A ghost net arrived at the exhibition. Once floating and diving in the cold and salty waters of the Atlantic, it was stranded and blended into the green-brown, gray-yellow-blue shore of Iceland's north until it was found a month ago and transported to Berlin, to Künstlerhaus Bethanien. On July 17th, the artist Hulda Ros Gudnadottir searched for and found the ghost net in Kollafjarðarnes, a fjord on the eastern side of Iceland's West Fjords. The net was moved from Strandir to the main road with the help of three people from Worldwide Friends and Ragnar, a farmer from Heydalsá. Again and again they washed the ghost net in the water. After a night at the school Reykjaskoli, the net and the artist, Hulda and the ghost, drove towards Reykjavik, the washed net drying in the driving wind. Many hands helped the artist there to straighten and clean the ropes: the curator Helga Oskarsdottir, Eduardo from Venezuela and the art-loving Hekla. The net was boxed on July 23rd and shipped the next day. On August 14, the box arrived at Künstlerhaus Bethanien. The ghost net now lies as part of Hulda Ros Gudnadottir's work in the exhibition Swimming Pool - Troubled Waters.

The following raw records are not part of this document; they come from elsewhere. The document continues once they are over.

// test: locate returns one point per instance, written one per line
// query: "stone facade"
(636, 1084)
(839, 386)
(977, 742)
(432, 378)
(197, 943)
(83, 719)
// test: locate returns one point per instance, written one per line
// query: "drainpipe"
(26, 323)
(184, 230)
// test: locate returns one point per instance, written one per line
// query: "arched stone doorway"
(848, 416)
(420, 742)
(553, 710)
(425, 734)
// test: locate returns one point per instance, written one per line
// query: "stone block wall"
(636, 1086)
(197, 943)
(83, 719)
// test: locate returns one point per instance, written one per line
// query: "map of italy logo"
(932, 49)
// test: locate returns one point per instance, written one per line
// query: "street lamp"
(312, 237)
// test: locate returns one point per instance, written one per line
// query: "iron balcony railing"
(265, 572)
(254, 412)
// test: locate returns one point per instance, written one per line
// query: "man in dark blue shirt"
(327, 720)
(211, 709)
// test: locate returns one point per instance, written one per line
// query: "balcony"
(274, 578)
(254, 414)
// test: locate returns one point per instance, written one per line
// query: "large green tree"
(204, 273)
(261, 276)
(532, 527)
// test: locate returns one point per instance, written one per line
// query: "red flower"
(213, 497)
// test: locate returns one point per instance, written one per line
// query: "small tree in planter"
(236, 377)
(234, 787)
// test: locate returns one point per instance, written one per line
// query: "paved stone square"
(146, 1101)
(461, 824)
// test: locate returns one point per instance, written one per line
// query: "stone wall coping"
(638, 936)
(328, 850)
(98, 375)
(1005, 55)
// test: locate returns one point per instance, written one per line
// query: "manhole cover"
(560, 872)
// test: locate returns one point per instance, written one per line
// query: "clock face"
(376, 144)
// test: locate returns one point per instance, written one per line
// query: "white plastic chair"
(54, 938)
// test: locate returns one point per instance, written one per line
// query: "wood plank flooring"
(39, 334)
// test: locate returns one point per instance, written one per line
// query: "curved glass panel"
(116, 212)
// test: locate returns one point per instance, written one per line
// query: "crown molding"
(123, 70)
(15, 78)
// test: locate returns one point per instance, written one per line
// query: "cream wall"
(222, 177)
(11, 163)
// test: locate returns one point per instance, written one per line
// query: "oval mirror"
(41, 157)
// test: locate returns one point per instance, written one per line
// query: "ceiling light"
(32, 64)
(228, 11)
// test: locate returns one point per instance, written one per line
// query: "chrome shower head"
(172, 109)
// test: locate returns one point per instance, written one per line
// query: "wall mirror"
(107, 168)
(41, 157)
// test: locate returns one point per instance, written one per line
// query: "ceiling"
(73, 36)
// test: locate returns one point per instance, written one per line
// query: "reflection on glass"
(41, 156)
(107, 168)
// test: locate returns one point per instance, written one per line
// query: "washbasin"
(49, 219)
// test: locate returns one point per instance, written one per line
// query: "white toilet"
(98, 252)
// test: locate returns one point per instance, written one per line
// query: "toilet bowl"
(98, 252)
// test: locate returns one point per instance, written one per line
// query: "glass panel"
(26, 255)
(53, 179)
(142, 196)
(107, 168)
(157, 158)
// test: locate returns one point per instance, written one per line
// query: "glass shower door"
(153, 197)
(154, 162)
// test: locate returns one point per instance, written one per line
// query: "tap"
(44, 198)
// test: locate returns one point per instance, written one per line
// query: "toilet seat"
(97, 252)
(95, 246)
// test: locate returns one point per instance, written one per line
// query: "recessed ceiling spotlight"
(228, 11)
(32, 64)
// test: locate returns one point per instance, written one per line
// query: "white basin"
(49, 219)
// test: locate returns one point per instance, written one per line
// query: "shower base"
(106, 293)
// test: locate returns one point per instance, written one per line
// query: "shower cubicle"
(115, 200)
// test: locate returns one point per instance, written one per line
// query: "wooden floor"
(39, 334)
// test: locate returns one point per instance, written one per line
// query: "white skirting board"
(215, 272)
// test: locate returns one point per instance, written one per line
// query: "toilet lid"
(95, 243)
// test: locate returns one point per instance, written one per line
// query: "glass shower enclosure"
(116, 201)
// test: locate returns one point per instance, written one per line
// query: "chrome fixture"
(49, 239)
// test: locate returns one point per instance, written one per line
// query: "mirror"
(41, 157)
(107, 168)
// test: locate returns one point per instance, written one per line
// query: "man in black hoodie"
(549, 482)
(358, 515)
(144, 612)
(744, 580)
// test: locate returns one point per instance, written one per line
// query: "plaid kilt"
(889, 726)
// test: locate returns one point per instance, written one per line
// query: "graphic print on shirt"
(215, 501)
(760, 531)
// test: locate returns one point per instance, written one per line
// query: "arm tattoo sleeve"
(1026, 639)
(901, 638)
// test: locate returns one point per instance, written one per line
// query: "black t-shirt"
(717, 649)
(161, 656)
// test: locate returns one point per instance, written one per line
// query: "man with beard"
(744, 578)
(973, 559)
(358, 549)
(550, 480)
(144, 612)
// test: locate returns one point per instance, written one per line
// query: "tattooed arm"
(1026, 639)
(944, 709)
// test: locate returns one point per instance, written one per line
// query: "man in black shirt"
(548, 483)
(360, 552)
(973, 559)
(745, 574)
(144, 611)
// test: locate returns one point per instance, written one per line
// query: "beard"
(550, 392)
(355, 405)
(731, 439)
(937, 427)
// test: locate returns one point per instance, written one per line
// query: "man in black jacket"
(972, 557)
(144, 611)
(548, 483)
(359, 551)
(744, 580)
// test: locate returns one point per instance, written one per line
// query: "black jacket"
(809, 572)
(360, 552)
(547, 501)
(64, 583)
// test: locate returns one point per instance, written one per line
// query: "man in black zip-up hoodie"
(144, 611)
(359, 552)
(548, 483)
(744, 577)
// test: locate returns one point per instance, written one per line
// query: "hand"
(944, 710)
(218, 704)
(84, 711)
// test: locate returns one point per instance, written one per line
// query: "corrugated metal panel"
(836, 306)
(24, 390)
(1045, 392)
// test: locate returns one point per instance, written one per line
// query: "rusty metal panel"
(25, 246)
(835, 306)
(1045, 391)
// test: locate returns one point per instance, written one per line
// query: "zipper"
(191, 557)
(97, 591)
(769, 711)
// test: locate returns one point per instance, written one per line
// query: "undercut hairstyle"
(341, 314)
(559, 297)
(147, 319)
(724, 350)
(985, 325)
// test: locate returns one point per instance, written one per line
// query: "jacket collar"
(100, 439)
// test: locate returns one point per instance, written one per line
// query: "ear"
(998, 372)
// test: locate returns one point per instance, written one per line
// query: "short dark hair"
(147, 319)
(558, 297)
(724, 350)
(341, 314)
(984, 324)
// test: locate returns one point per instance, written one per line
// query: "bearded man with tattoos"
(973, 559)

A ghost net is a fishing net that has been lost or abandoned in the ocean. The nets floating and lying in the sea or found on coasts continue to function as uncontrolled traps for marine wildlife. Animals get caught and injured in the cords and lines. According to the Food and Agriculture Organization of the United Nations (FAO) up to 25,000 nets sink each year in European waters alone. The nets are partially plastic and divide into small particles that do not dissolve but become part of the food chain as microplastics. According to the World Wide Fund for Nature (WWF), ghost nets accounted for more than forty percent of the giant Great Pacific Garbage Patch in 2018.

Hulda Ros Gudnadottris works with the aesthetics of the harbor and those working there. The Ghost Net points not only to the impact of the fishing industry on the environment, but also to the effort and labor involved in transporting and cleaning (the net and the environment from the net) by the artist.